Paula comes calling

Who’s the Gringo with the camera?

OLE FELIPE’S not really a baby person, but sometimes you gotta make allowances.

The second generation of the Mexican relatives are mostly in their 20s, so they’re breeding like hamsters.

A baby slept here last night with her mama whose name is Margarita, just like the beverage, frozen or otherwise. This kid is named Paula, and she’s about a month old.

Paula brought her mother from the state capital yesterday due to a baby shower held last night for yet another niece who’s about to deposit yet another Mexican into this world.

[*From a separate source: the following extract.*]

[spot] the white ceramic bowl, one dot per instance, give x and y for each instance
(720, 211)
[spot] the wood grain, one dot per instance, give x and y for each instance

For a baby, Paula is remarkable. She is nice and quiet. She sleeps through the night. She minds her own business. If she poops, I have neither seen nor smelled it.

Gracias to Margarita.

I scratched Paula’s head occasionally so she knows she’s not alone in the world. She held my finger.

Paula doesn’t howl. She doesn’t barf. She meditates.  If she keeps up the superlative behavior, she can visit again.

When she starts walking, we’ll have to renegotiate. Ambulatory humans below the age of 7 are nuisances.

But I own rope.

The old cholo


IT WAS PRETTY cold downtown the other day, but more than anything it was windy, which made it seem colder still.

Your never-humble correspondent struck a pose to share because I’m a sharing sort of fellow.

Sometimes it’s good to get personal.

People who live above the Rio Bravo tend to think that Mexico is about beaches, sun, margaritas, rayon shirts and Bermuda shorts, but it’s like that only in some places.

And those are not good places to live, just to visit.

This, plus a couple more, were added to my photo exhibit.

2-fer sunrises


JUST MINUTES after posting yesterday’s praise of oxygen and stars, roundabouts 7 a.m., I looked out the window behind the computer screen and saw this, so I snapped a photo.

I think it’s the first sunrise (or sunset) shot to appear here in years. Normally, I leave such fluff to other folks who live in Mexico — sunrises and beaches and margaritas and parades and crocodiles and “such nice people.”

What’s notable about this photo — to me at least, not you — is that the sun is clearly moving into the Southern Hemisphere, setting us up for winter. That is not the mountain the sun prefers for rising in June.

The best month of the year, November, is winding down, and December lurks around the corner. December is unpredictable. It can be like lovely November, but it can also be early winter. You never know.

A visitor to the mountaintop from South Dakota asked me recently if it freezes here in winter. The answer is yes, but not every year. Most years it does, but only overnight. By afternoon, it’s in the 70s.

Generally, it’s a real swell place to live.

New Image

So you get your Moon money’s worth, here’s the last sunrise photo from years ago.


And to illustrate Hacienda life on winter mornings, here I am in the kitchen in some far January or February, trying to defrost myself with a hot cafecito while facing a sun-lit window. My wife knitted that wool scarf.